Best Studio Headphones – A Complete Buyer’s Guide

By John Stone

When it comes to recording music, one of the most important aspects is of course, the ability to hear it properly. By this I don’t mean having a good hearing (although that helps too), I mean having a solid arsenal of equipment which will enable you to record and reproduce your creative endeavors in a proper fashion. No, I won’t argue with the ‘talent combined with hard work is everything’ mantra, but if you leave the gear out of the equation, you’ll certainly have a tougher time in achieving your goals.

As a long time musician and a casual home-recording aficionado, I’ve come to realize that aside from the obvious items in the signal chain (instrument, cables, digital workstation, plugins, etc), the final link (speakers) can indeed be a critical one to the overall picture.

Having a sub-par set of speaker monitors or headphones can greatly diminish the end-result of your work, i.e. the mix. Some producers like to do the mixing on speakers, others prefer headphones. I belong to the latter group. I became a favorite of headphones over the years because I hear everything better when the music is ‘directly in my head’.
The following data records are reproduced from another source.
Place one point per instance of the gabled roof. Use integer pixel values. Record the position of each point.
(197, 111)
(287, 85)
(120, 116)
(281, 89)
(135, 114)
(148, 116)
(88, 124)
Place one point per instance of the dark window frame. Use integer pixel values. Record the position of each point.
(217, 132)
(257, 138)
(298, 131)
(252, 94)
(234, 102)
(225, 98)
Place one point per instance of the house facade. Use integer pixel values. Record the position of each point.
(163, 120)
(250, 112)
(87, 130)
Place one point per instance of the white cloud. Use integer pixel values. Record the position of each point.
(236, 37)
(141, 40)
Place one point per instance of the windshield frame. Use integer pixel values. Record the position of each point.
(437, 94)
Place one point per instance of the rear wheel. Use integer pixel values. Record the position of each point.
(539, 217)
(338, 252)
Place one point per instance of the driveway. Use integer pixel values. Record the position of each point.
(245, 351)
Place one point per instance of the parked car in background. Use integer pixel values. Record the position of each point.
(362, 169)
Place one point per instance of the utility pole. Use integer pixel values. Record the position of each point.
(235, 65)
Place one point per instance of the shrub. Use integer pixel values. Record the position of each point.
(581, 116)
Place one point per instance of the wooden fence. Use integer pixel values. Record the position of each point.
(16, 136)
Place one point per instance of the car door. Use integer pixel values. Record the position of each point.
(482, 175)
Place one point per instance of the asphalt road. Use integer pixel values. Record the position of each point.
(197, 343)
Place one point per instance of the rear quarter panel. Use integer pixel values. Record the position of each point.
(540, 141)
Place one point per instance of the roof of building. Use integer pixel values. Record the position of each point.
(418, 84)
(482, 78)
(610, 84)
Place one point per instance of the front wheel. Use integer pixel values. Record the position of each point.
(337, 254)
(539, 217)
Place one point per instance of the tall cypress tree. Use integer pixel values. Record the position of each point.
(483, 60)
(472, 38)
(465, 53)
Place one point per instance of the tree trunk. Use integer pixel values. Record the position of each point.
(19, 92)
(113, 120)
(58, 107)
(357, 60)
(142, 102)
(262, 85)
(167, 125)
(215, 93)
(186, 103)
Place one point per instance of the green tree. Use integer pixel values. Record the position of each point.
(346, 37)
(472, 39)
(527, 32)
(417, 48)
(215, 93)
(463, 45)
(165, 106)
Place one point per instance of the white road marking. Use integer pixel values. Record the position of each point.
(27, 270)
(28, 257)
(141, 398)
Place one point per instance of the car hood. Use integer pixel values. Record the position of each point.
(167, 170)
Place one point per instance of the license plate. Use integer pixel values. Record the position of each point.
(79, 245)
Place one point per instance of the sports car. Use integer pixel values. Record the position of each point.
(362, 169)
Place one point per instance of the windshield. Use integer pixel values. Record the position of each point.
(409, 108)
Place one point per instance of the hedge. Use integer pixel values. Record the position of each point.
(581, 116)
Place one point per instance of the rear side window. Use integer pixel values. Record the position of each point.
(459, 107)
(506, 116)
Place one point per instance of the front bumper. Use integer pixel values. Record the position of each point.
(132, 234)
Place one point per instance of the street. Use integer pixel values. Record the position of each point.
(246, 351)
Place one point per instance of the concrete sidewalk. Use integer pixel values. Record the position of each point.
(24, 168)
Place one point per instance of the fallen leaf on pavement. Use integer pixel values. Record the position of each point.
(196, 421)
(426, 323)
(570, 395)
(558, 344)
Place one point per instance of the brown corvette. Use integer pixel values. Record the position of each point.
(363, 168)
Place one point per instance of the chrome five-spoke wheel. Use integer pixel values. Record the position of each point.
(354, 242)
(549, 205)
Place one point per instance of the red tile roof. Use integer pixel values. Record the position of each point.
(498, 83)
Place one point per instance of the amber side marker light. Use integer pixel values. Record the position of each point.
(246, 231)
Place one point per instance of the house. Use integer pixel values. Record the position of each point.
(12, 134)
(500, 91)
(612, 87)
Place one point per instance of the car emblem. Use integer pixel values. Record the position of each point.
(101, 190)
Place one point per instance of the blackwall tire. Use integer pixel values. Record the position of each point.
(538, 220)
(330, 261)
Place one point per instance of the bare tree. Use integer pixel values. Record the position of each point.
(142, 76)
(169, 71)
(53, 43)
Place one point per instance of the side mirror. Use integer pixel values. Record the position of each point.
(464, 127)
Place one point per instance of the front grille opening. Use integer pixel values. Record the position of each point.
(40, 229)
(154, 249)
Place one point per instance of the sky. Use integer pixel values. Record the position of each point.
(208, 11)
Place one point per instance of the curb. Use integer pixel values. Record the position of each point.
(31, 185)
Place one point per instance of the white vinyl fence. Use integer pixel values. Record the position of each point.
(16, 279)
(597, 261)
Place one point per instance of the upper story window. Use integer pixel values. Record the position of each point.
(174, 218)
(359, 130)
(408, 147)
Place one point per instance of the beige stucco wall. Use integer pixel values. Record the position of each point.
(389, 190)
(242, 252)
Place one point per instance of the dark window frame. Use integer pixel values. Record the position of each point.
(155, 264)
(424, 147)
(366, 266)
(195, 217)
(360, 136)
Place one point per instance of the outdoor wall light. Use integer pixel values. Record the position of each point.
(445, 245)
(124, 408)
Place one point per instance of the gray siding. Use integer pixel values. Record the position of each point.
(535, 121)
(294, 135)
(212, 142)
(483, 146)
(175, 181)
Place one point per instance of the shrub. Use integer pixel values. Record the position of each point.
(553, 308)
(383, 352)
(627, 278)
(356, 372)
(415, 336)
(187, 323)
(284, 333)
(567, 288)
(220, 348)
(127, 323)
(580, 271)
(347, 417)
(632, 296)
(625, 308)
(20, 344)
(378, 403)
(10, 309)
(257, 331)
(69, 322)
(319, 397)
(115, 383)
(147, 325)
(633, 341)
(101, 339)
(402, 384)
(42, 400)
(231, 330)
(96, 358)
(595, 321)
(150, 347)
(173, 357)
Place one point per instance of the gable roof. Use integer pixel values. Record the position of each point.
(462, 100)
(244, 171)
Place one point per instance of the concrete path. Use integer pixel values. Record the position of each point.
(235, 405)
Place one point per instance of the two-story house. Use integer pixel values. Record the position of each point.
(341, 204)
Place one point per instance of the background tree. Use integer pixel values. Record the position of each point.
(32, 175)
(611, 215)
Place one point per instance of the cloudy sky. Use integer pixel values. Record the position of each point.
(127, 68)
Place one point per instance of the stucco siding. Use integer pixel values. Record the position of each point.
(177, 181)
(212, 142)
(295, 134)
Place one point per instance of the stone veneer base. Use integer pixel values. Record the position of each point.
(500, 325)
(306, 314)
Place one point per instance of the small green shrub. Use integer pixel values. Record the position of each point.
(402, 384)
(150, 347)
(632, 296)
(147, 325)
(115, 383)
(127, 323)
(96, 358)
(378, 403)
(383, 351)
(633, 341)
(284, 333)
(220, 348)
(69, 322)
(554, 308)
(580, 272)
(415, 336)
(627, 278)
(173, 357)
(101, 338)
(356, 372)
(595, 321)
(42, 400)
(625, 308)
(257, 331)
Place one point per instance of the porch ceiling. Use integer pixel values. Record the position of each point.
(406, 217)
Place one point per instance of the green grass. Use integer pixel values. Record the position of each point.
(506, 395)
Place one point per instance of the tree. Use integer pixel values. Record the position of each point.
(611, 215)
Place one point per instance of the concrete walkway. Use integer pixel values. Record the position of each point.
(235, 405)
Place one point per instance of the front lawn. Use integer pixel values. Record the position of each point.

In this article you’ll find out what are the benefits of using the best headphones at your disposal, which are the best headphones for mixing, which ones should be used for recording, what are the important aspects you should consider before making a purchase and we’ll review some of the top studio headphones today.

Studio Headphones Comparison Table

Image

Model

Type

Impedance (ohms)

Sensitivity (db)

Frequency Response (Hz)

Price

Rating

Sennheiser HD 800

Open

300

102

6 – 51000

$$$$$

Sennheiser HD 600 Open Back Professional Headphone

Sennheiser HD 600

Open

300

97

12 – 39000

$$$

Shure SRH840 Professional Monitoring Headphones

Shure SRH840

Closed

44

102

5 – 25000

$$

Audio-Technica ATHM50RD Professional Studio Monitor Headphones, Red

Audio-Technica ATHM50RD

Closed

38

99

15 – 28000

$$

Sony MDRV6 Studio Monitor Headphones with CCAW Voice Coil

Sony MDRV6

Closed

63

106

5 – 30000

$$

AKG K 240

AKG K 240

Semi-open

55

104

15 – 25000

$

Pioneer HDJ-1500-S

Pioneer HDJ-1500-S

Closed

32

108

5 – 30000

$$

Samson SR850

Open

32

104

10 – 30000

$

Beyerdynamic DT-990-Pro-250

Open

96

32/250

5 – 35000

$$

Sennheiser HD 280 Pro

Closed

64

102

8 – 25000

$

Different Types of Studio Headphones

First things first, it’s important to distinguish between two major types of studio headphones. Depending on the task before you, you’ll need to choose between open back vs closed back headphones. If you’re looking for the best studio headphones for mixing, you will want to check out the open back models. On the other hand, if you need a set of headphones for recording, closed back is the choice for you. Let’s see why this is important.

best studio headphones

Open Back Headphones For Mixing And Mastering

If you’re wondering why you need to get the open back headphones for proper mixing and mastering, it’s because of their ability to create a more natural overall sound. Their open back design allows for a certain amount of background noise to be combined with the recorded sounds.

The best mixing headphones have a well-rounded frequency spectrum where all of the sounds are reproduced equally and no frequency is able to dominate the overall sound image (a common example would be over accentuated low end, when mixing with closed back headphones). Check out some of the best open back headphones here.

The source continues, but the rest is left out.